Locke has always been one of my favorite characters and his journey has been fascinating. I can't wait to see how Ben reacts when he wakes up and finds that Locke is alive and what that means for Ben's master plans.
Anonymous said…
I could be wrong... but from the trailer for next week it seemed as if Ben and Sun were on the same timeline... we know that the Ajira crash should be somewhat in present day, given the state of the Hydra station. When will everyone be reunited? And how many more red shirts will die off Ajira? Haha!
rockauteur said…
Pretty cool the plane crash-landed on the runway that Kate and Sawyer helped build back in season 3... Neat little trick, that Benjamin Linus.
Anonymous said…
Not sure where you wanted our questions submitted for 'Ben', but here goes:

Assuming that you don't know the eventual outcome of the series/your character, after last night's murder do YOU think Ben is the villain of this story? Or do you think it's still possible his actions may have a justifying motive?

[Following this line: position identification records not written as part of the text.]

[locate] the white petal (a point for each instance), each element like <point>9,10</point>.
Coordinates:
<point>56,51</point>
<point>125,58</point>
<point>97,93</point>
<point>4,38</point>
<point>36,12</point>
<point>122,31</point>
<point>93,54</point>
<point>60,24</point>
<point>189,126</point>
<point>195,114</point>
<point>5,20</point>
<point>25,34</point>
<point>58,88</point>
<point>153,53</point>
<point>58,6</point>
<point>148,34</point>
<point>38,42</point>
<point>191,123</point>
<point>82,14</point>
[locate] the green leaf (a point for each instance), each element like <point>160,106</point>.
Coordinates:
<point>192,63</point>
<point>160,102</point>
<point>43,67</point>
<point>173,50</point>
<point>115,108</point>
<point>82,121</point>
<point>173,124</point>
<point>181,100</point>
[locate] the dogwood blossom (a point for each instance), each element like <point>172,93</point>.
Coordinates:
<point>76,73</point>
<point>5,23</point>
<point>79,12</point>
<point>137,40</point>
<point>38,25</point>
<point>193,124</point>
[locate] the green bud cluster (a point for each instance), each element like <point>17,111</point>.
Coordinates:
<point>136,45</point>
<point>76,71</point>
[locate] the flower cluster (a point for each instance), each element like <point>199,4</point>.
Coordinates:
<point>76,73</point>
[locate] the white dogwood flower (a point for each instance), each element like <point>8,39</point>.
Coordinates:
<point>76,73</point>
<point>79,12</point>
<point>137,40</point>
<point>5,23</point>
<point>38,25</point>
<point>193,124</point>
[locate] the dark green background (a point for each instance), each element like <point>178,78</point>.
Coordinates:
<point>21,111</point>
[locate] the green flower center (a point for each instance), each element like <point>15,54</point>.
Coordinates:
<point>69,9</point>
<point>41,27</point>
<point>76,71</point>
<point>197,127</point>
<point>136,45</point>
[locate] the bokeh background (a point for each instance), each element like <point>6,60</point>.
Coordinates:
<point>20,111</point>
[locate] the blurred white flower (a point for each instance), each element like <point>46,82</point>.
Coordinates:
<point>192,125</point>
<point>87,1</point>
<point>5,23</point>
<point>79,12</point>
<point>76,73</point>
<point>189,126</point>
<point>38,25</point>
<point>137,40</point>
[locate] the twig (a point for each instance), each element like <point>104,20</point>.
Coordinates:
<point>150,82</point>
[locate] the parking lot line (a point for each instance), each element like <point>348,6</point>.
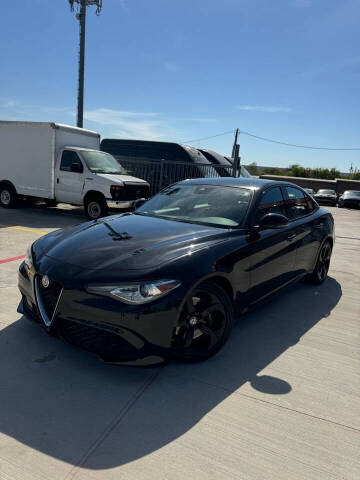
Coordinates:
<point>26,229</point>
<point>12,259</point>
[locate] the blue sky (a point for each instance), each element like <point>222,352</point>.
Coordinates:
<point>182,70</point>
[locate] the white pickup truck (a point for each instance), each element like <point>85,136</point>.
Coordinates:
<point>60,163</point>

Thanks, Jace. I'm loving your site.
Anonymous said…
@Anonymous Yeah, I'm sure they will kill off most of the Ajira redshirts soon. Not sure why they had so many people crash on the island when they did such a good job culling the # of redshirts from Oceanic. Think Sun is back in time with the others and just Locke and Ben are in present.
Anonymous said…
I didn't even think of that's why the polar bear was in the desert. Great thought, Jace!!! It would definitely explain that though, IMHO. Awesome ep all around. Was crying when Locke was going to kill himself.
The CineManiac said…
Cassidy is the woman I was referring to's name.
Anonymous said…
Jace - My dreams were full of Lost as well! Very thoughtful article and I enjoyed reading it.
Bryan Bennett said…
Fantastic recap as always. Televisionary is becoming my go to place on Thur to read about everything i missed while watching the episode the night before. It's amazing how many little things are built into the show that ends up tying everything together. Nice job Jace.